Coach417, point taken. And +1M if the op created a joke post or has Benjamin Button syndrome.


----------



## azultoyou (Aug 20, 2009)

@ lidarman - Nailed it!


----------



## BDSmith (Nov 16, 2009)

> I'll just have to throw my hands up at the guy that thinks fighting fires is not the primary job of a fireman, and to the chuckleheads that agree with him.


If less than 20% of the calls are for fires, then it must not be their primary job.


----------



## AMac4108 (Oct 8, 2008)

So why are your friend's videos not posted yet? 

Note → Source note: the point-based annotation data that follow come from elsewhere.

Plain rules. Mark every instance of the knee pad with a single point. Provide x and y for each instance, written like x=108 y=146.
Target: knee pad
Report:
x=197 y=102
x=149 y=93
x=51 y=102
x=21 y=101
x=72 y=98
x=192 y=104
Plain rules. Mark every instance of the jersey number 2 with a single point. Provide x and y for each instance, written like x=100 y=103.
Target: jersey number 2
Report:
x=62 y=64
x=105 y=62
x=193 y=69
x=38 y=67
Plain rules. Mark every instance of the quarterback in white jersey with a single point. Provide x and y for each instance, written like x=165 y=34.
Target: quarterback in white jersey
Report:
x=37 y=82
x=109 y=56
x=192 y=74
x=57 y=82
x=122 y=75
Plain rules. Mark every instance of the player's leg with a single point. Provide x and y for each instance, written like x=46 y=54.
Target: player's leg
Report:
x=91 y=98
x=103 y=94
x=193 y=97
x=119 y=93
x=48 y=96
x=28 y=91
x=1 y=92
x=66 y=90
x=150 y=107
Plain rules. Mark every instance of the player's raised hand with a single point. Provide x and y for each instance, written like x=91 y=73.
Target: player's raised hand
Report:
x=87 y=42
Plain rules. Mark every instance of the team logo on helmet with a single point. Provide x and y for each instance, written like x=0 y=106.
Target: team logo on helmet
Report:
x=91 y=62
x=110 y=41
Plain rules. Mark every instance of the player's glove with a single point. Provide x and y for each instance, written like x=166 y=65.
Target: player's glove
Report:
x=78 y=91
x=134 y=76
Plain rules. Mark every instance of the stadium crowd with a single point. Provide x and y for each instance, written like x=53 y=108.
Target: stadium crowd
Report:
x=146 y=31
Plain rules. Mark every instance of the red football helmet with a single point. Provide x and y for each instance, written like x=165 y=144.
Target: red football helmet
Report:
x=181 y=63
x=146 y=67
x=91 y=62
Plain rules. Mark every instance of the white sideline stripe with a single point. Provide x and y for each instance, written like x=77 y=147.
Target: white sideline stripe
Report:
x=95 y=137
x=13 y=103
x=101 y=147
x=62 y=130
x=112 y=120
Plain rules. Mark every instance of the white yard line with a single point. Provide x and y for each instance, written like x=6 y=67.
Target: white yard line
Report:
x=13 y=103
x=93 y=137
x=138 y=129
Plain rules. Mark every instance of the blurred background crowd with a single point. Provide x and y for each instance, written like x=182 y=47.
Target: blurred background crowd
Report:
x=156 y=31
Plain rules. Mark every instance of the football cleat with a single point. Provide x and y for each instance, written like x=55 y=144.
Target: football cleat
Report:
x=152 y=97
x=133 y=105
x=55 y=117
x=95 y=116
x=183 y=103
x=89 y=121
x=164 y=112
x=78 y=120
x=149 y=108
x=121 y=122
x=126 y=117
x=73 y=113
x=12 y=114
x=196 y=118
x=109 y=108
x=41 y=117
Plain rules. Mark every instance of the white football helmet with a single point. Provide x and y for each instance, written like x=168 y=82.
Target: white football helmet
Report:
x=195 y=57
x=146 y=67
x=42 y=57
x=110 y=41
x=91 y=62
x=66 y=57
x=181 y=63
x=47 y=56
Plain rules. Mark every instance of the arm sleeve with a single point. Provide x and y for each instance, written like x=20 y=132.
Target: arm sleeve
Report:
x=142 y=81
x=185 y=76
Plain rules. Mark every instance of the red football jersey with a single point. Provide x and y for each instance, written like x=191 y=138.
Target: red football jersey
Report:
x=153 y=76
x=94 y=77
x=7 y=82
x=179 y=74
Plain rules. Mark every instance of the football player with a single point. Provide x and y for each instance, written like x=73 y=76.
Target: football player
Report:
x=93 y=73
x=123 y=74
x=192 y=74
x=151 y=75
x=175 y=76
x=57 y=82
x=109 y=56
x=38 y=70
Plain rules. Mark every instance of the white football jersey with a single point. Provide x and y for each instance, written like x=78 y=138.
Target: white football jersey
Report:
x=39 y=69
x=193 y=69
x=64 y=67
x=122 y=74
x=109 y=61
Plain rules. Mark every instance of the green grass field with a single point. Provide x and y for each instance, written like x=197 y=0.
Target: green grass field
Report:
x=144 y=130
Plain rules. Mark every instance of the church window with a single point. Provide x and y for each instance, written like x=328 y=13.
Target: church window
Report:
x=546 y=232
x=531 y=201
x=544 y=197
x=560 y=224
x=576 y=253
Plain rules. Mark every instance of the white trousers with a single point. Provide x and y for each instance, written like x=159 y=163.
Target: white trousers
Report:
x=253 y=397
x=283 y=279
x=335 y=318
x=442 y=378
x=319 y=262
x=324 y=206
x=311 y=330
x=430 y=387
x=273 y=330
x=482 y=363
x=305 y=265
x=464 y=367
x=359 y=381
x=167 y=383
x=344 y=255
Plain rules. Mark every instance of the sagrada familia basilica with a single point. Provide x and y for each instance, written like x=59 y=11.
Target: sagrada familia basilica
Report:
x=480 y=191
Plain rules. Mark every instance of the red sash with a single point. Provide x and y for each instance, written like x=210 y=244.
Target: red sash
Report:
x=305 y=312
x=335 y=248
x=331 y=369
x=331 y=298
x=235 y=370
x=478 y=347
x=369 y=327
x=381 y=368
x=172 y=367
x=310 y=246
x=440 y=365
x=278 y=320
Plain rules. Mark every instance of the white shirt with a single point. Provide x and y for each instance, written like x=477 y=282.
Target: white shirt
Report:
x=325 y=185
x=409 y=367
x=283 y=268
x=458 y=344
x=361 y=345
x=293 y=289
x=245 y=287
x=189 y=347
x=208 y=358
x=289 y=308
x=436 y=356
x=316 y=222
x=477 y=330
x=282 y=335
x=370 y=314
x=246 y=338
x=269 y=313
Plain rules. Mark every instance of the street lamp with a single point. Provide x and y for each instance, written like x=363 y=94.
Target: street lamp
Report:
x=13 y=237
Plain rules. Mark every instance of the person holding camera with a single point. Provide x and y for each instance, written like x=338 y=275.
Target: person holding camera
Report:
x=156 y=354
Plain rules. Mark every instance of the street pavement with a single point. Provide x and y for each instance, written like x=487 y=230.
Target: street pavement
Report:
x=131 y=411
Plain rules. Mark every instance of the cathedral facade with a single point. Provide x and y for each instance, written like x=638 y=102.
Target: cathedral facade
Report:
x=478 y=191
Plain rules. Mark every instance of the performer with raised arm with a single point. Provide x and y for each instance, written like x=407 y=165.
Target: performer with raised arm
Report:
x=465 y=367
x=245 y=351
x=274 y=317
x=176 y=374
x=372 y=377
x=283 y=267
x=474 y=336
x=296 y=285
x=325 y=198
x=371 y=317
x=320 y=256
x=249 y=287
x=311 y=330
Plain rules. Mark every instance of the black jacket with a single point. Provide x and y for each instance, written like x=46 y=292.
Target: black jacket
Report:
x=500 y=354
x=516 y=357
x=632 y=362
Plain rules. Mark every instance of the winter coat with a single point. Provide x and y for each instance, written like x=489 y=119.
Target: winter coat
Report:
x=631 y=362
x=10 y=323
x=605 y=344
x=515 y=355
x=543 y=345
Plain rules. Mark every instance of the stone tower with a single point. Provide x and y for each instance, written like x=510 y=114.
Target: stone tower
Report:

Hope you get back to riding soon and remember that helmet ( I'm guessing you will now)


----------



## Power_of1 (Aug 31, 2009)

Power of 1 to all my dear friends , yes i'm the biker thar rides with one leg in black silk shorts awsome, and this is a picture of my 13 yr son patrick he REALLY IS EVIL KNIEVEL ,patrick has never had any fear, he rode the 10 mile off road course in Temecula on a friggin road bike, no **** my son patrick reminds me of Super Dave, Robby Knievel, Ned Overend and John Tomac patrick is my idol and superstar mtb racer..and well ALWAYS WEAR HIS HELMET or i'll chop his legs off


----------



## Power_of1 (Aug 31, 2009)

patricks still sore, and your right all the girls love that scar, over the weekend some thought he was in a coma, icu, but he's back in class and carrys his books in a gay roller backback but he has no choice he shoulder really took a beating, he's doing homework and already asking me if he could still do the 12 hours of temecula, CA in jan 2010,, he could bearly move and wants to ride already,,trying to figure out how to upload or post video


----------



## Power_of1 (Aug 31, 2009)

*You asked for the video well here it is.....*

*You asked for the video well here it is.....*


----------



## Blurr (Dec 7, 2009)

lucky you didnt break your face, been there done that, you dont want to go down that road. 
make sure if your going to be doing **** like that, that you have 1, full face helmet, and two, know what your doing, you look completely out of control.


----------



## dagenhay (Mar 10, 2008)

Can you say Darwin award!


----------



## nogod (May 30, 2009)

Blurr said:


> pushing the limits is how one learns their ability, we start pushing the limit the first time we walk, seems silly, but truly at that stage you really are.
> 
> gl


lol when you said that. i flinched thinking of my kids learning to walk.....
corners!:eekster:


----------



## Jrkimbrough (Sep 27, 2008)

dude, you are lucky it wasn't worse than that. looks like you just pushed off at the top and were a runaway train after that


----------



## HotBlack (Feb 9, 2008)

Wow, this thread has it all.


----------



## Evil Patrick (Sep 13, 2004)

HotBlack said:


> Wow, this thread has it all.


Not quite.

How 'bout some debating about how a 29'er would have easily rolled the stairs and prevented
the crash?


----------



## drexlerkm (Aug 10, 2009)

Dude... lean. back.


----------



## zod (Jul 15, 2003)

Evil Patrick said:


> Not quite.
> 
> How 'bout some debating about how a 29'er would have easily rolled the stairs and prevented
> the crash?


pfft.....650B's would have sufficed.....


----------



## 53119 (Nov 7, 2008)

question. if you arrived at a location with two fires of equal size and situation, in this case really cool dh and am bikes on one side and a pile of 29ers on the other, which would you respond to rescue first? discuss...


----------



## Evil Patrick (Sep 13, 2004)

This guy uses the same brand of helmet.


----------



## drexlerkm (Aug 10, 2009)

53119 said:


> question. if you arrived at a location with two fires of equal size and situation, in this case really cool dh and am bikes on one side and a pile of 29ers on the other, which would you respond to rescue first? discuss...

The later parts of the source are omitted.